These papers explore the early Americas as a contested Atlantic World shaped by empire, violence, labor systems, and mythmaking. From piracy in the Caribbean to revolution in Boston and independence movements across the hemisphere, this work examines how power was constructed, challenged, and remembered.

This paper examines Benjamin Hornigold (1680-1719) and the Pirate Republic of Nassau as a window into power, legality, and survival in the early eighteenth-century Atlantic World. It argues that the Golden Age of Piracy emerged from imperial warfare, destructive hurricanes, and the collapse of colonial governance in the Caribbean. Moving beyond romanticized portrayals of pirates as simple outlaws, the paper shows how pirates of this era operated within blurred boundaries between crime and empire, while pirate communities practiced collective decision-making, elected leadership, and negotiated order in spaces largely abandoned by the state.

This paper examines the Boston Massacre (March 5th, 1770), highlighting how conflicting eyewitness accounts, propagandistic imagery and the trials of Captain Preston and his soldiers shaped public memory of the event. By analyzing media portrayals, political agendas, and the role of town meetings in framing the story, the paper argues that the Boston Massacre reveals the enduring power of media to transform contested facts into mobilizing symbols of resistance and identity.

This paper argues that Napoleon’s wars destabilized the Iberian empires and inadvertently sparked Latin American independence.
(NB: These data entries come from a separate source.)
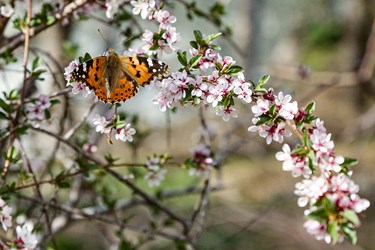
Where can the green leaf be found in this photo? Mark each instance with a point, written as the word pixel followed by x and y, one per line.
pixel 198 36
pixel 6 107
pixel 305 139
pixel 126 245
pixel 234 70
pixel 194 44
pixel 212 37
pixel 318 215
pixel 350 233
pixel 273 110
pixel 215 47
pixel 181 56
pixel 36 63
pixel 263 120
pixel 310 108
pixel 13 95
pixel 194 60
pixel 63 184
pixel 54 101
pixel 3 116
pixel 263 80
pixel 351 216
pixel 333 231
pixel 348 162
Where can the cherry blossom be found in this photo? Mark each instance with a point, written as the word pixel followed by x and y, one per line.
pixel 125 134
pixel 142 7
pixel 261 107
pixel 112 8
pixel 25 238
pixel 5 215
pixel 154 178
pixel 6 10
pixel 101 124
By forcing the Portuguese court to Brazil and toppling Spain’s monarchy, he created power vacuums that empowered juntas and revolutionary leaders like Bolívar and San Martín. The result was a wave of independence movements that reshaped Latin America and left enduring legacies of nationalism and contested governance.

This paper explores the idea that slavery in the Americas was not a single, uniform institution but rather a collection of diverse and regionally distinct “slaveries.” While the U.S. memory often focuses narrowly on the antebellum South, the essay emphasizes that systems of bondage varied widely—from Indigenous captivity practices, to the northern non-plantation system, to southern plantation economies, and to the brutal sugar operations of the Caribbean. By recognizing these differences, the essay argues for a more nuanced understanding of slavery’s legacies—one that honors the varied struggles of the enslaved.